Passing the bucks
With student-age children of my own, I often find myself reflecting on the hurdles facing young people seeking to set out on a career, compared with how things were just a couple of decades ago.
Yes, there are great opportunities to travel, or have a go at activities, beyond what us parents would have imagined at that age, but what is their longer term outlook? Often with student debt well into five figures, probably distant prospects of being able to buy a house, and an extended working life before they can draw a pension of uncertain but probably limited value – assuming they can actually find a decent job – life could be quite tough for them.

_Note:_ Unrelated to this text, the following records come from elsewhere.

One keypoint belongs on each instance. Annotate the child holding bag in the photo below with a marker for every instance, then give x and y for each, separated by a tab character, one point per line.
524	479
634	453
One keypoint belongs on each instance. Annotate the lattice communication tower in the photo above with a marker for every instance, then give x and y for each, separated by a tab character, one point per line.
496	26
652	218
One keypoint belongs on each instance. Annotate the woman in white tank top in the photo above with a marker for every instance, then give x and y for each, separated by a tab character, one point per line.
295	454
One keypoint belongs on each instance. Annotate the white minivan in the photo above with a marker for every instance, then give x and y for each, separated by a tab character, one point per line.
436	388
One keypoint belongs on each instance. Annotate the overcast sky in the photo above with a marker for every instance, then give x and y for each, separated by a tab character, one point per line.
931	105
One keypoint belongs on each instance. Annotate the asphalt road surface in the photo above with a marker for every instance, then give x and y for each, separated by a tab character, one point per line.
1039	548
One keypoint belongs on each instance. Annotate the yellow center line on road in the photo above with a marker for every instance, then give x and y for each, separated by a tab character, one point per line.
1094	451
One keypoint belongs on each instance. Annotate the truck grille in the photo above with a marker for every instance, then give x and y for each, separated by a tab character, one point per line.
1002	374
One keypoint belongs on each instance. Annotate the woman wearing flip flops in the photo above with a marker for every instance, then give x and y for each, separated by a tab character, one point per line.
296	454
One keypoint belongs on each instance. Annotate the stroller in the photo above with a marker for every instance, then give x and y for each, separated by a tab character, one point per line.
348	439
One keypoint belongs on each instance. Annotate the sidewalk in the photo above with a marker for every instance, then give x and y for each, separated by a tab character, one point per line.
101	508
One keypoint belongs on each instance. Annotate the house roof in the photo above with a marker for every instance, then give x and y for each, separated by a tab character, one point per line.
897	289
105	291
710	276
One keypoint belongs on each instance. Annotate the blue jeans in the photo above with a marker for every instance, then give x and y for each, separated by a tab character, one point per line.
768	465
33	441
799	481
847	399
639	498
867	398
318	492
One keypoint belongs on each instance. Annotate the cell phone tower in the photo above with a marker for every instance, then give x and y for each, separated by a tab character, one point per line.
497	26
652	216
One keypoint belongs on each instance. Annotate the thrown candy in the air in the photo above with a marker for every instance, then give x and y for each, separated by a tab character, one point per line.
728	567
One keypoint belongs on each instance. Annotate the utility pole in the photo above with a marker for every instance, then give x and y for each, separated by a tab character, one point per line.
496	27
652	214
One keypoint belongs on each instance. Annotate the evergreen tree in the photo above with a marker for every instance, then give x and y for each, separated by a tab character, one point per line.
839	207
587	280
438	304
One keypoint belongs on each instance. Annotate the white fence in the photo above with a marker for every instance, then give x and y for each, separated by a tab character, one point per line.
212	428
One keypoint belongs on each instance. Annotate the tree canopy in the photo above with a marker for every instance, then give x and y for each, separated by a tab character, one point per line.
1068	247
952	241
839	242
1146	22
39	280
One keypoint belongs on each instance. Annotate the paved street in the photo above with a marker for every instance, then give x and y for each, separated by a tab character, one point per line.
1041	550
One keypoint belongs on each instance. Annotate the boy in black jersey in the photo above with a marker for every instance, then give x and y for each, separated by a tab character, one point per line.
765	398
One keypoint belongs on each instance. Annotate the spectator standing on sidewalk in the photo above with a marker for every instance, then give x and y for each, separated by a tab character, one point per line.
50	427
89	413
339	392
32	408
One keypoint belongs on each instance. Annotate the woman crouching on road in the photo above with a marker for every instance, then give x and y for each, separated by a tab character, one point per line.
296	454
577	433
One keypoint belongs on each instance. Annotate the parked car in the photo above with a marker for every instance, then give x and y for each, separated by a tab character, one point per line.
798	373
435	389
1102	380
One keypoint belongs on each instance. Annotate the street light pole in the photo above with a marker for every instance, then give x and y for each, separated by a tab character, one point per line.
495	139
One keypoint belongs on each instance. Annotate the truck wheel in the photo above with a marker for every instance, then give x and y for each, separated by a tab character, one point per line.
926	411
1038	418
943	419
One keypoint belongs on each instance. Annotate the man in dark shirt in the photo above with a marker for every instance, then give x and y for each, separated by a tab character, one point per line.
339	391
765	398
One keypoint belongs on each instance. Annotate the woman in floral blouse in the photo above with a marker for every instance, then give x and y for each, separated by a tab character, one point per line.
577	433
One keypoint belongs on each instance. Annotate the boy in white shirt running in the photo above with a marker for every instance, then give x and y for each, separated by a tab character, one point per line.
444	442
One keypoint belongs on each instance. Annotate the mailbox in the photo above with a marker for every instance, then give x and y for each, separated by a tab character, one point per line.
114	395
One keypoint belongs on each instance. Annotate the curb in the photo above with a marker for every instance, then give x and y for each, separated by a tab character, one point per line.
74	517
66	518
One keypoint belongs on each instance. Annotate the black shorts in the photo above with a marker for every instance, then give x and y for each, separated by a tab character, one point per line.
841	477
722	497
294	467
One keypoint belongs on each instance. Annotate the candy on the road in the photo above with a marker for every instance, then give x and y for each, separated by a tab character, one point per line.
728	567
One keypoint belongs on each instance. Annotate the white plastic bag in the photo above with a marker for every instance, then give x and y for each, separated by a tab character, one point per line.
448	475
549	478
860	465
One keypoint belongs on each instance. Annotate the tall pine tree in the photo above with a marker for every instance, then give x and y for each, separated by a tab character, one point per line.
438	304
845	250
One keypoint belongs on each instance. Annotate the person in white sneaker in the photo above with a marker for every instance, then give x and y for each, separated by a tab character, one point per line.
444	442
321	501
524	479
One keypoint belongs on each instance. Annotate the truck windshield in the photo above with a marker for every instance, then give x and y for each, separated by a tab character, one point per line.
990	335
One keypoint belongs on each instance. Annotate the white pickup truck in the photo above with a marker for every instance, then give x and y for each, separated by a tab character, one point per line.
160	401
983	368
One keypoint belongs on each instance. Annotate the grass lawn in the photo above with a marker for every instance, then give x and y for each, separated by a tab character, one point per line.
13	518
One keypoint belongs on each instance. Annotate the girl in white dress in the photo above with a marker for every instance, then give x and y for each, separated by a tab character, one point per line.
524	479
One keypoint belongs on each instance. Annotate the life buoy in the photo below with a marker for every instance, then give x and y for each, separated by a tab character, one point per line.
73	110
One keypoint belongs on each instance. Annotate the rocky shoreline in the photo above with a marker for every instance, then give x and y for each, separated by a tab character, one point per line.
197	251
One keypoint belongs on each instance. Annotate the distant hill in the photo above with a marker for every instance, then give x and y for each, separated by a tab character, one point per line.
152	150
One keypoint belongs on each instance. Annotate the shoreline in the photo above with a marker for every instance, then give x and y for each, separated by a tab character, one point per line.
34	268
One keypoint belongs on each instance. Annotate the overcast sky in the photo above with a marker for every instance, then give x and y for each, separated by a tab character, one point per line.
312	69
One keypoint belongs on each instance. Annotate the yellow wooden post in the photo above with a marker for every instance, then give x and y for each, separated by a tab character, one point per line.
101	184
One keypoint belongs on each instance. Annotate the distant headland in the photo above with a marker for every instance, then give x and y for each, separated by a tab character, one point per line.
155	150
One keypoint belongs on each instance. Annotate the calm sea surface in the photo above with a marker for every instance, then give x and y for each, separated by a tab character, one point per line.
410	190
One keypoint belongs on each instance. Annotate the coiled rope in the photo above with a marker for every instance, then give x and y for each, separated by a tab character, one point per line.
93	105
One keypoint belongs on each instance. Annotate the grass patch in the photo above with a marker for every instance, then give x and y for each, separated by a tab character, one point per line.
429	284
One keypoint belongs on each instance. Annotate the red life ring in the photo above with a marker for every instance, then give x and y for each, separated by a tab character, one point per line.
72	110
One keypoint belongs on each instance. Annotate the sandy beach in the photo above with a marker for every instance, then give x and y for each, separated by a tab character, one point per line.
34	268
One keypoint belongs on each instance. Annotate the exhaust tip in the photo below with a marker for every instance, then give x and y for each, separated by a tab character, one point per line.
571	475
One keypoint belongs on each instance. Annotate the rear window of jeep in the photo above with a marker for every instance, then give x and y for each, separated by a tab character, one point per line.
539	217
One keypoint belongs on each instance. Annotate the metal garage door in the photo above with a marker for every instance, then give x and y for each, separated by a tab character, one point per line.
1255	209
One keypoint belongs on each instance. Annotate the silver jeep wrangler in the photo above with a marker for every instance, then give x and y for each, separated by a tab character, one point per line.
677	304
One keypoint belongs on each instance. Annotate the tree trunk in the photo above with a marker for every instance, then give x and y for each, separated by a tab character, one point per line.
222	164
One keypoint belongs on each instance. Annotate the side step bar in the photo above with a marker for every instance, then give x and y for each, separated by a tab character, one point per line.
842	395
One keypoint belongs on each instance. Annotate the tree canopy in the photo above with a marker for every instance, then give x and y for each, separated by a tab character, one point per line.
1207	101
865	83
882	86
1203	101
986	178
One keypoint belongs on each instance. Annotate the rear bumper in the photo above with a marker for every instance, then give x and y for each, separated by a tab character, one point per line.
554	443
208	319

The additional obstacles now facing those hoping to enter the legal profession are therefore a matter of particular concern: the lack of traineeship places, and now also the withdrawal, as from the next academic session, of the grants hitherto available to at least some Diploma students.
The Scottish Government has done itself no favours by not consulting on the issue in advance. Its replacement loan scheme, while not capped at 300 awards like the grants, has a money limit that will leave students still needing to find between 40 and 50% of the course fees themselves, never mind any living expenses.
The Journal's main feature this month explores what, if anything, might be done for them. No one is expecting private firms to step in to help out, although any who do make a contribution are to be commended. But pressures on Government spending being what they are, extracting concessions will not be easy.
There is a strong case, though, given that the Diploma is a compulsory step in the professional qualification. Capping the proposed loan at the amount of the previous grant seems arbitrary when considered against the fees now being charged. Even making further support subject to means testing would do something to reduce the feared impact on access to entering the profession by those of more limited means.
And is it too much to expect the universities to take a further look at the potential for a five year combined degree and Diploma course? It is understandable that the respective cost bases of the two courses are different, but given what the universities are proposing to charge even undergraduates who are liable to tuition fees, that should not be an excuse for inaction.